Dallas Maverick’s owner Mark Cuban wrote that “None of us are born into the world we live in.” That is so true because we are all born at a moment in time and the world is always changing and changing is ways that will always surprise us. Maybe not some of the events themselves, but the players that make things happen, the places that they happen and the speed of which they happen. Time stands still for no person.
Though the future is yet to be written people of faith place the future in the hands of God. Yet that being said we cannot erase the past and go back to some point in time where our interpretation of history says that things were better. Such thinking is pure fantasy and is quite delusional. Golda Meir said “One cannot and must not try to erase the past merely because it does not fit the present.”
Unfortunately it seems that the American President, many of his supporters, pundits, politicians, and people alike do not understand this; nor do many of their opponents. George Orwell so poignantly noted “All political thinking for years past has been vitiated in the same way. People can foresee the future only when it coincides with their own wishes, and the most grossly obvious facts can be ignored when they are unwelcome.”
I think that is a large part of why we are in the political mess we have been in for so long in this country and why I don’t expect things to get better anytime soon.
For me 2017 was a year of growth and learning as I transitioned from full time academia to dealing with the problems and challenges of managing a large Navy chapel program.
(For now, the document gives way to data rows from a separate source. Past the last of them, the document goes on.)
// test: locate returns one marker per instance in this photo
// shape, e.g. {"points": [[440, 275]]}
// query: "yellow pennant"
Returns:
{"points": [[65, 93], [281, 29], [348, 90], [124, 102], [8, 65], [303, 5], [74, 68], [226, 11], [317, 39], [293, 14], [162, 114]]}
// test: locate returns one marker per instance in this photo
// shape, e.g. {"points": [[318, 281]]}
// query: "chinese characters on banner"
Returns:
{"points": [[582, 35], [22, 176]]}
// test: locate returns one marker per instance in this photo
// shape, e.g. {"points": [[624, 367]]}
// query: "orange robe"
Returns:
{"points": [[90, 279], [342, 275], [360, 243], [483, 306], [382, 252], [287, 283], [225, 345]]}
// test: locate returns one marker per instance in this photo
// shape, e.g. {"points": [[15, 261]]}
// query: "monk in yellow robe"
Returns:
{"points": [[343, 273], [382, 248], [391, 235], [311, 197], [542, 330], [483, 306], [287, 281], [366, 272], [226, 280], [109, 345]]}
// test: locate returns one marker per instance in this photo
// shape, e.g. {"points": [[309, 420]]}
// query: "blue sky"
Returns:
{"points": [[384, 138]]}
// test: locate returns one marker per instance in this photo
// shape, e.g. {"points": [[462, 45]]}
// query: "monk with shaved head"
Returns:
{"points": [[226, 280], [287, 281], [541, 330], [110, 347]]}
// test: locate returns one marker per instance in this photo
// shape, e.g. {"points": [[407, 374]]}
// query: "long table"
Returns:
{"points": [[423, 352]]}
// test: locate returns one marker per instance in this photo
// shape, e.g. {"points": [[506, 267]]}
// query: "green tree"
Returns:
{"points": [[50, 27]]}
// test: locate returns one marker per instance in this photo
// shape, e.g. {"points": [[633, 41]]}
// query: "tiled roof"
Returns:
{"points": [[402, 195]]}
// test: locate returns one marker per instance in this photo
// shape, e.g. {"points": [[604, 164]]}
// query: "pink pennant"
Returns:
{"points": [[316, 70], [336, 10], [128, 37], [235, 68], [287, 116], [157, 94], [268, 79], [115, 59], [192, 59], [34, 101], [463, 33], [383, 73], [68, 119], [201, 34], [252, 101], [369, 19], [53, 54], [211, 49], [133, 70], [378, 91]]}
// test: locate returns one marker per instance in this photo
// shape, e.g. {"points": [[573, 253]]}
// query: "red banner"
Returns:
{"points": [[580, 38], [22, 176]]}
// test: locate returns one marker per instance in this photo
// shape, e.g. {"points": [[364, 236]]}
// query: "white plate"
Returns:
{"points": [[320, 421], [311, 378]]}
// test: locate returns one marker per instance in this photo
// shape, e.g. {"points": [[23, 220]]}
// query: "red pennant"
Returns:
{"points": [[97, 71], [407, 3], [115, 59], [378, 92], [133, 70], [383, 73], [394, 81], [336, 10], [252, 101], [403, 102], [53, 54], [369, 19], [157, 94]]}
In 2017 I made plenty of mistakes and really haven’t deviated too much off of the Mendoza Line, I still am battling about 200 in the game of life and as long as I keep doing that I figure I’m doing okay. But hopefully have learned from those mistakes. I’m not going to make any resolutions for the new year because no-matter what I resolve to do it will simply be a repeat of something that I have resolved to do at least once if not several times during previous new years times and I don’t want to have to give myself “resolution absolution” yet again. I figure that there is no way that I could make it through New Year’s Day if without totally screwing them up so why bother.
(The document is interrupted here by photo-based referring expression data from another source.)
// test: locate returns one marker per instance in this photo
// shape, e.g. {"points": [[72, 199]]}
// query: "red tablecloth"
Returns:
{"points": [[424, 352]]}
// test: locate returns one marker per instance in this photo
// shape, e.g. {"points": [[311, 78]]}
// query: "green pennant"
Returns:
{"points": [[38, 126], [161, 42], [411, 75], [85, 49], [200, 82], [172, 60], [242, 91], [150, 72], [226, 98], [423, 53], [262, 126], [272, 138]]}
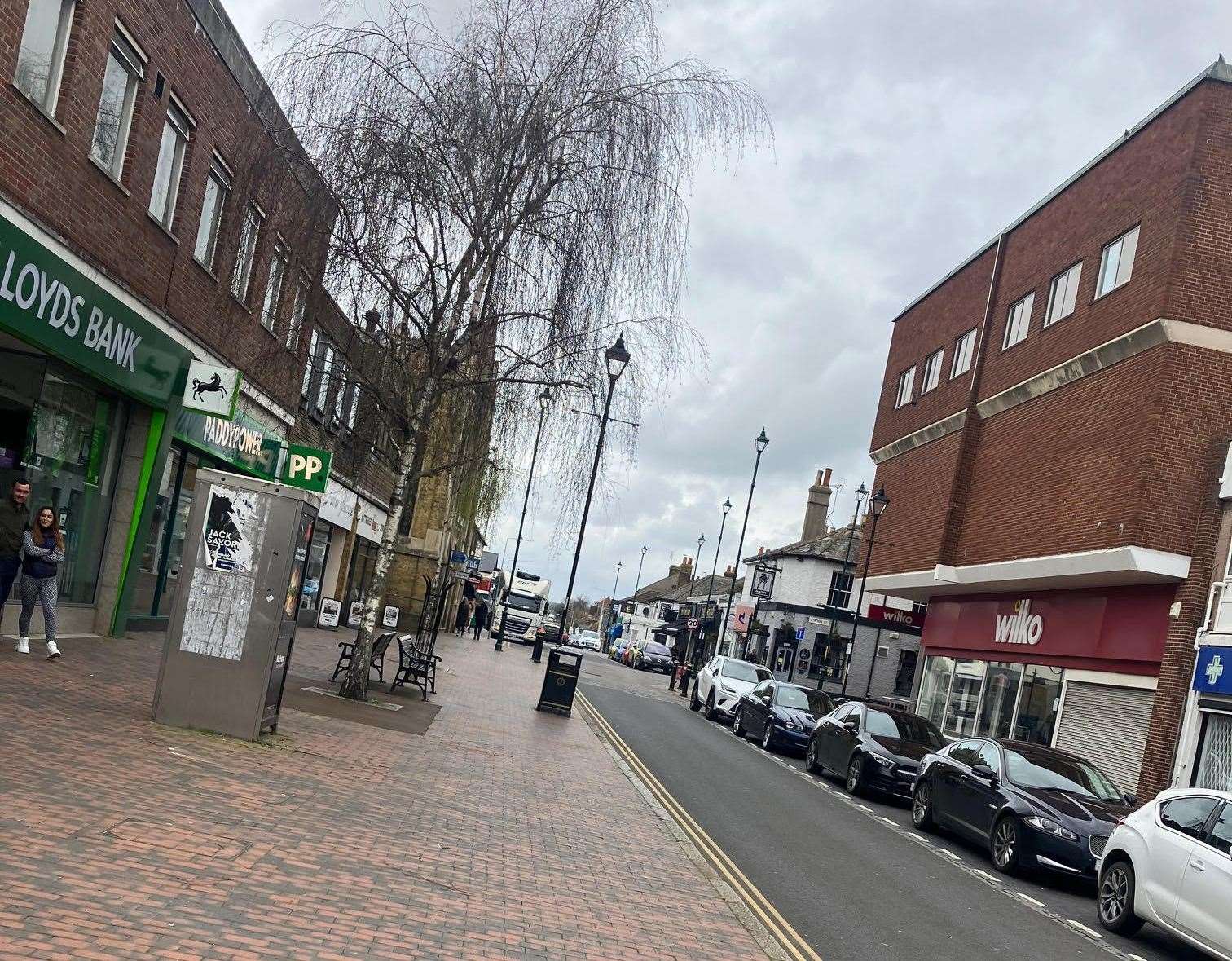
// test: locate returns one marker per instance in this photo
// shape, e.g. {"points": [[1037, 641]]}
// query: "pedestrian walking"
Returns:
{"points": [[43, 549], [481, 618], [14, 517]]}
However that being said I do resolve this year is to go out every day, do my best and try not to screw things up too badly. It is the same attitude that I have playing baseball or softball, so why not apply it to the rest of my life?
English poet Thomas Hood penned this:
And ye, who have met with Adversity’s blast,
And been bow’d to the earth by its fury;
To whom the Twelve Months, that have recently pass’d
Were as harsh as a prejudiced jury –
Still, fill to the Future! and join in our chime,
The regrets of remembrance to cozen,
And having obtained a New Trial of Time,
Shout in hopes of a kindlier dozen.
All this being said I think that the wisest thing ever said about the future was by Yogi Berra who wisely remarked “The future ain’t what it used to be.” But then was it ever what it used to be?
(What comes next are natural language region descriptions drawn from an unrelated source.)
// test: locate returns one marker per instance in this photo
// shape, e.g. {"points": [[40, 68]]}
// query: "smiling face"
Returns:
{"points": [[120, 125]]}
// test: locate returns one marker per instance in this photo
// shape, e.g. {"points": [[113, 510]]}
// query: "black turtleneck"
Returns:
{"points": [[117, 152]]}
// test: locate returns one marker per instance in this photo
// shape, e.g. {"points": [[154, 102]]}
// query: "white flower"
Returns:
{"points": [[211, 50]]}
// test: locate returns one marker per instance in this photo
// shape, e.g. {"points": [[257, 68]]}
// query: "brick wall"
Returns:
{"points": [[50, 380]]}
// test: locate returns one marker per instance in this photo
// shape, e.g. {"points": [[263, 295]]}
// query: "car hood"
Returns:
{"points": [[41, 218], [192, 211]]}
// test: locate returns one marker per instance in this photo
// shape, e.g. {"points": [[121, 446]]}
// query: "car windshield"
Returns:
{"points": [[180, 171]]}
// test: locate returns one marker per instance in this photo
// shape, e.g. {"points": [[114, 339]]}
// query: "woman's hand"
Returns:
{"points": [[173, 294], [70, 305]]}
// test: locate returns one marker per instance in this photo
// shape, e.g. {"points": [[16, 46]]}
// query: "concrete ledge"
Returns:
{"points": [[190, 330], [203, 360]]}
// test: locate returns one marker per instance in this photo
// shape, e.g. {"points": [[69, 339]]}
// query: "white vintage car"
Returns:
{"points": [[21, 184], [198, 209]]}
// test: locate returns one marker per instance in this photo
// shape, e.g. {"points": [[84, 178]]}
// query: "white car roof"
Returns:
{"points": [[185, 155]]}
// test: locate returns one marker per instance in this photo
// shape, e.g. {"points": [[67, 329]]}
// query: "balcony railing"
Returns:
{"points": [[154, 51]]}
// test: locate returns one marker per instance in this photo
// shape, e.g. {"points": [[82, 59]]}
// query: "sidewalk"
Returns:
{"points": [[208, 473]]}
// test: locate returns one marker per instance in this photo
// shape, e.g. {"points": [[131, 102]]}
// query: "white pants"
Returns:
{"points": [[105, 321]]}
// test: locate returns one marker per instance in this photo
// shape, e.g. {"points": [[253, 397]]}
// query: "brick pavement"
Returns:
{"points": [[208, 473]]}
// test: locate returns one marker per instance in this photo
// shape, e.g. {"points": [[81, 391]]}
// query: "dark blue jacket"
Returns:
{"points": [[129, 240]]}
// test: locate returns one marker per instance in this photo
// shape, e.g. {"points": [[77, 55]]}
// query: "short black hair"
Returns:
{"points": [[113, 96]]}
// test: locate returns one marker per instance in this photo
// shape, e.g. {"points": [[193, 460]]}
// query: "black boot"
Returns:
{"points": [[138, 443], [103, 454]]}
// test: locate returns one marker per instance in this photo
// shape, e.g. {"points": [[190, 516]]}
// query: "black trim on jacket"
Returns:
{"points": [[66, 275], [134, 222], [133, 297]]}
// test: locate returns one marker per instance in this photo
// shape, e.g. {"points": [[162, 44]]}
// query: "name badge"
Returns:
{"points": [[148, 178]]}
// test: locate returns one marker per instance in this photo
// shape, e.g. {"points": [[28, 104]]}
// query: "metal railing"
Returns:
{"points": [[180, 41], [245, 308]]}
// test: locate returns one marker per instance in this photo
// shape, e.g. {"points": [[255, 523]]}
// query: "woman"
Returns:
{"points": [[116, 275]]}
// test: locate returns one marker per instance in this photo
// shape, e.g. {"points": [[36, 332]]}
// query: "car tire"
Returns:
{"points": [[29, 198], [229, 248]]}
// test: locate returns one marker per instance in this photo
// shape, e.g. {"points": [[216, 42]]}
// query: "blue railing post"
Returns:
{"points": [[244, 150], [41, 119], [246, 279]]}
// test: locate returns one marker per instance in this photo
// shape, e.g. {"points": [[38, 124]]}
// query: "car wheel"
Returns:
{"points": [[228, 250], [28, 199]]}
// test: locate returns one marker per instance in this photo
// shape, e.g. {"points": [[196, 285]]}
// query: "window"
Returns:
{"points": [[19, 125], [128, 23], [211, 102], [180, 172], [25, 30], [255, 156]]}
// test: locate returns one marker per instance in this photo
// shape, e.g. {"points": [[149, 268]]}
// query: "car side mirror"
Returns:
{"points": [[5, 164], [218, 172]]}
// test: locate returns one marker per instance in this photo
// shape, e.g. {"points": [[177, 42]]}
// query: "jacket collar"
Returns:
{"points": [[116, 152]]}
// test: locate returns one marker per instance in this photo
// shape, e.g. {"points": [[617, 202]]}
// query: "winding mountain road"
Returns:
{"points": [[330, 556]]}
Tonight I will usher in the New Eve with Judy, our friend Patty, and our Papillons Minnie, Izzy, and Pierre. Right now we’re watching a movie that has been a long standing tradition for Judy and I, “It’s a Mad Mad Mad Mad World.”
So tonight to all of my friends I wish you the best, and in the words of Auld Lang Syne:
And surely you’ll buy your pint cup !
and surely I’ll buy mine !
And we’ll take a cup o’ kindness yet,
for auld lang syne.
Blessings my friends, Happy end of the Old Year and all the best for the New Year!